At 8.00 am today, as always, Andrew Ritchie arrived at work on his bike. Mr Ritchie works at Kew. He has a workshop there and he built the bike he arrived on in the workshop. A most remarkable bike it is too. It takes a few seconds to fold it up into a neat package less than 2 ft square which you can pick up and carry anywhere. No other collapsible bike in the world, says Ritchie, collapses so totally and so easily. And it is just as simple to un-collapse it into a bike again. Ritchie, an old Harrovian who read engineering at Cambridge, is 35 and says he is appalled by the amount of his life he has already given to this bike. He had the idea at the beginning of 1976, but it wasn't until early last year that he was able to move into the workshop at Kew and put the bike into production. He had orders for 30 bikes, mostly from friends and friends of friends. These were made and delivered by last March and, to his great relief, they brought in orders for 20 more.
By the time these were made another 30 orders had come in and there was some welcome help from HMG in the shape of a Small Firms Loan Guarantee. So this particular small firm stays bravely afloat in these choppy seas, an example to us all. It currently has a workforce of two – Patrick Mulligan, brazier and Andrew Ritchie, managing director and assembler – and this will increase as orders come in. Meanwhile there are 56 Bromptons – that is what the bike is called – on the road now and 24 more ready for delivery and I can report that Judge Abdela has been seen arriving at the Old Bailey on one, that Lord Fraser of Tulley-Belton, the Scottish Law Lord, rides one, and that Ritchie's bike, No 7 from the production line, got him from South Kensington to Kew and back all through the blizzards. It is, of course, an expensive way of making a bike, and each one costs £195 by the time you have added VAT. But they are extremely slick little bikes, and with only 80 made so far, think of the rarity value.
Changes to manufacturing methods as well as the sourcing of parts necessitated more design work. For example in 1981 the French manufacturer of forged hinges discontinued production so Ritchie stopped batch production and wrote a business plan. After a hiatus of five years, in 1986, Ritchie eventually raised £90 000 from a customer, friends and family. This was only half of the money he needed to go into mass production, but he went ahead anyway.
The drive to design for manufacturability continues apace. A special tool was designed to curve the main tube, which removed the ugly kink. Also in 2000, a power press was installed to allow the use of a higher specification of steel for the main frame member.
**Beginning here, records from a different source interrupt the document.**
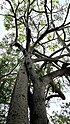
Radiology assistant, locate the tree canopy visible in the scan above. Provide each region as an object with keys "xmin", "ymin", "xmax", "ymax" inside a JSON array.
[{"xmin": 0, "ymin": 0, "xmax": 70, "ymax": 123}]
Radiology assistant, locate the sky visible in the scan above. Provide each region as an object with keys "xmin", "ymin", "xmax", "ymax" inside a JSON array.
[{"xmin": 0, "ymin": 17, "xmax": 7, "ymax": 40}]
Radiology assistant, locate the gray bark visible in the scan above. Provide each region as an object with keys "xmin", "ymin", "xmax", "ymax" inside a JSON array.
[
  {"xmin": 25, "ymin": 53, "xmax": 48, "ymax": 124},
  {"xmin": 6, "ymin": 61, "xmax": 28, "ymax": 124},
  {"xmin": 31, "ymin": 82, "xmax": 48, "ymax": 124}
]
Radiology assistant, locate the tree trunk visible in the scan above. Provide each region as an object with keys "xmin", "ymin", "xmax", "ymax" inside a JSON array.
[
  {"xmin": 25, "ymin": 53, "xmax": 48, "ymax": 124},
  {"xmin": 30, "ymin": 82, "xmax": 48, "ymax": 124},
  {"xmin": 6, "ymin": 61, "xmax": 28, "ymax": 124}
]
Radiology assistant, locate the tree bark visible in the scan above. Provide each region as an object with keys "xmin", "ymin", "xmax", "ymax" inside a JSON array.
[
  {"xmin": 6, "ymin": 61, "xmax": 28, "ymax": 124},
  {"xmin": 25, "ymin": 53, "xmax": 48, "ymax": 124},
  {"xmin": 31, "ymin": 82, "xmax": 49, "ymax": 124}
]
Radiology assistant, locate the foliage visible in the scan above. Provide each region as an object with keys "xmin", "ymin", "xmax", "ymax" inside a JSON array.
[
  {"xmin": 0, "ymin": 0, "xmax": 70, "ymax": 123},
  {"xmin": 0, "ymin": 34, "xmax": 22, "ymax": 124},
  {"xmin": 52, "ymin": 102, "xmax": 70, "ymax": 124}
]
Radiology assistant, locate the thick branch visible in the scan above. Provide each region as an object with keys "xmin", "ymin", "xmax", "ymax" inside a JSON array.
[
  {"xmin": 43, "ymin": 67, "xmax": 70, "ymax": 85},
  {"xmin": 42, "ymin": 67, "xmax": 70, "ymax": 100}
]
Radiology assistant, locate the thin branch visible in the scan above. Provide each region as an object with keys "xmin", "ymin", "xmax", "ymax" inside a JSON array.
[
  {"xmin": 5, "ymin": 0, "xmax": 14, "ymax": 14},
  {"xmin": 31, "ymin": 22, "xmax": 70, "ymax": 50},
  {"xmin": 0, "ymin": 63, "xmax": 19, "ymax": 79},
  {"xmin": 50, "ymin": 43, "xmax": 70, "ymax": 57},
  {"xmin": 44, "ymin": 0, "xmax": 49, "ymax": 30},
  {"xmin": 15, "ymin": 0, "xmax": 23, "ymax": 13},
  {"xmin": 33, "ymin": 49, "xmax": 49, "ymax": 58},
  {"xmin": 32, "ymin": 8, "xmax": 45, "ymax": 13},
  {"xmin": 51, "ymin": 0, "xmax": 52, "ymax": 21},
  {"xmin": 30, "ymin": 0, "xmax": 35, "ymax": 5},
  {"xmin": 13, "ymin": 42, "xmax": 25, "ymax": 54},
  {"xmin": 46, "ymin": 3, "xmax": 70, "ymax": 53},
  {"xmin": 30, "ymin": 16, "xmax": 38, "ymax": 30},
  {"xmin": 46, "ymin": 94, "xmax": 59, "ymax": 101},
  {"xmin": 33, "ymin": 52, "xmax": 70, "ymax": 63},
  {"xmin": 26, "ymin": 0, "xmax": 30, "ymax": 27},
  {"xmin": 56, "ymin": 30, "xmax": 70, "ymax": 53},
  {"xmin": 63, "ymin": 4, "xmax": 70, "ymax": 25},
  {"xmin": 14, "ymin": 13, "xmax": 18, "ymax": 43},
  {"xmin": 5, "ymin": 0, "xmax": 19, "ymax": 49},
  {"xmin": 50, "ymin": 13, "xmax": 70, "ymax": 53},
  {"xmin": 0, "ymin": 13, "xmax": 14, "ymax": 17}
]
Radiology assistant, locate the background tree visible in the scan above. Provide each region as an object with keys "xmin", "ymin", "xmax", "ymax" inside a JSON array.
[
  {"xmin": 0, "ymin": 0, "xmax": 70, "ymax": 124},
  {"xmin": 52, "ymin": 102, "xmax": 70, "ymax": 123}
]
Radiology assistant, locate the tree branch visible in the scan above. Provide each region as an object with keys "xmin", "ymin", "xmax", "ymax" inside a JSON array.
[
  {"xmin": 46, "ymin": 94, "xmax": 60, "ymax": 101},
  {"xmin": 31, "ymin": 22, "xmax": 70, "ymax": 50},
  {"xmin": 0, "ymin": 63, "xmax": 19, "ymax": 79},
  {"xmin": 44, "ymin": 0, "xmax": 49, "ymax": 30},
  {"xmin": 63, "ymin": 4, "xmax": 70, "ymax": 25},
  {"xmin": 42, "ymin": 67, "xmax": 70, "ymax": 100},
  {"xmin": 5, "ymin": 0, "xmax": 14, "ymax": 14}
]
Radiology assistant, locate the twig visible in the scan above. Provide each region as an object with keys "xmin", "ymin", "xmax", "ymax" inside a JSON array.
[{"xmin": 46, "ymin": 94, "xmax": 59, "ymax": 101}]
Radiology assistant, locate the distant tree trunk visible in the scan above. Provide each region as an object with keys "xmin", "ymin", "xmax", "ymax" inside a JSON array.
[{"xmin": 6, "ymin": 61, "xmax": 28, "ymax": 124}]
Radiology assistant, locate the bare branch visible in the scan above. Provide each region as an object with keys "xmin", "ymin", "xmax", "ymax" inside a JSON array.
[
  {"xmin": 46, "ymin": 94, "xmax": 60, "ymax": 101},
  {"xmin": 31, "ymin": 22, "xmax": 70, "ymax": 50},
  {"xmin": 15, "ymin": 0, "xmax": 23, "ymax": 13},
  {"xmin": 43, "ymin": 67, "xmax": 70, "ymax": 85},
  {"xmin": 30, "ymin": 0, "xmax": 35, "ymax": 5},
  {"xmin": 42, "ymin": 67, "xmax": 70, "ymax": 100},
  {"xmin": 0, "ymin": 63, "xmax": 19, "ymax": 79},
  {"xmin": 63, "ymin": 4, "xmax": 70, "ymax": 25},
  {"xmin": 56, "ymin": 29, "xmax": 70, "ymax": 53},
  {"xmin": 5, "ymin": 0, "xmax": 14, "ymax": 14},
  {"xmin": 44, "ymin": 0, "xmax": 49, "ymax": 30}
]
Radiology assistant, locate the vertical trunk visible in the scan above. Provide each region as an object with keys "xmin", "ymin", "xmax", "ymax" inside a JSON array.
[
  {"xmin": 6, "ymin": 61, "xmax": 28, "ymax": 124},
  {"xmin": 30, "ymin": 82, "xmax": 48, "ymax": 124},
  {"xmin": 25, "ymin": 54, "xmax": 48, "ymax": 124}
]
A special pedal is used on one side of the bicycle (Figure 26). The pedal folds away so that it does not project from the folded bicycle. This adds a significant cost. The pedal on the other side does not fold, and nestles in a tangle of spokes and tubes when the bicycle is folded. This type of folding pedal is now available from pedal manufacturers and specialised manufacture is no longer needed.
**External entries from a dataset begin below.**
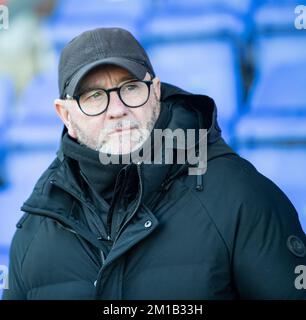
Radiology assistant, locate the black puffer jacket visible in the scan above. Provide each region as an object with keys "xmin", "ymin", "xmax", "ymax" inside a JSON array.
[{"xmin": 3, "ymin": 83, "xmax": 306, "ymax": 300}]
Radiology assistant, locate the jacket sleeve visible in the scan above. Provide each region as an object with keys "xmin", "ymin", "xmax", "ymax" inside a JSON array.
[
  {"xmin": 1, "ymin": 213, "xmax": 38, "ymax": 300},
  {"xmin": 232, "ymin": 176, "xmax": 306, "ymax": 299},
  {"xmin": 2, "ymin": 230, "xmax": 28, "ymax": 300}
]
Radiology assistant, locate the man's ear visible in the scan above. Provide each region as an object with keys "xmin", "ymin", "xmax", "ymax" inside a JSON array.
[
  {"xmin": 153, "ymin": 77, "xmax": 161, "ymax": 101},
  {"xmin": 54, "ymin": 99, "xmax": 77, "ymax": 138}
]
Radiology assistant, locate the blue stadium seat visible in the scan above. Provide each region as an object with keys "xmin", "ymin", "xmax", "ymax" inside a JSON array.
[
  {"xmin": 16, "ymin": 71, "xmax": 60, "ymax": 124},
  {"xmin": 56, "ymin": 0, "xmax": 148, "ymax": 20},
  {"xmin": 0, "ymin": 150, "xmax": 57, "ymax": 248},
  {"xmin": 147, "ymin": 39, "xmax": 243, "ymax": 142},
  {"xmin": 0, "ymin": 76, "xmax": 14, "ymax": 134},
  {"xmin": 4, "ymin": 71, "xmax": 62, "ymax": 151},
  {"xmin": 151, "ymin": 0, "xmax": 252, "ymax": 15},
  {"xmin": 143, "ymin": 0, "xmax": 254, "ymax": 40},
  {"xmin": 0, "ymin": 246, "xmax": 9, "ymax": 269},
  {"xmin": 254, "ymin": 35, "xmax": 306, "ymax": 77},
  {"xmin": 238, "ymin": 146, "xmax": 306, "ymax": 233},
  {"xmin": 254, "ymin": 0, "xmax": 303, "ymax": 31},
  {"xmin": 250, "ymin": 63, "xmax": 306, "ymax": 113},
  {"xmin": 145, "ymin": 0, "xmax": 256, "ymax": 40},
  {"xmin": 235, "ymin": 34, "xmax": 306, "ymax": 145},
  {"xmin": 143, "ymin": 12, "xmax": 246, "ymax": 39},
  {"xmin": 48, "ymin": 0, "xmax": 147, "ymax": 51},
  {"xmin": 0, "ymin": 76, "xmax": 15, "ymax": 187},
  {"xmin": 46, "ymin": 18, "xmax": 141, "ymax": 53},
  {"xmin": 235, "ymin": 61, "xmax": 306, "ymax": 144},
  {"xmin": 235, "ymin": 115, "xmax": 306, "ymax": 144}
]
In Figure 27 we show some of the craft-like assembly operations that have been developed over the years to be slick and fast. Further, testing is very important to maintain the product as fit for purpose with its customers with the necessary qualities of durability and reliability. We will look at the important part played by testing in designing and developing products in the next section.
The Brompton bicycle is now an international success story. We first visited the company for The Open University in 1999, and the design and production principles of the company at that time have been retained.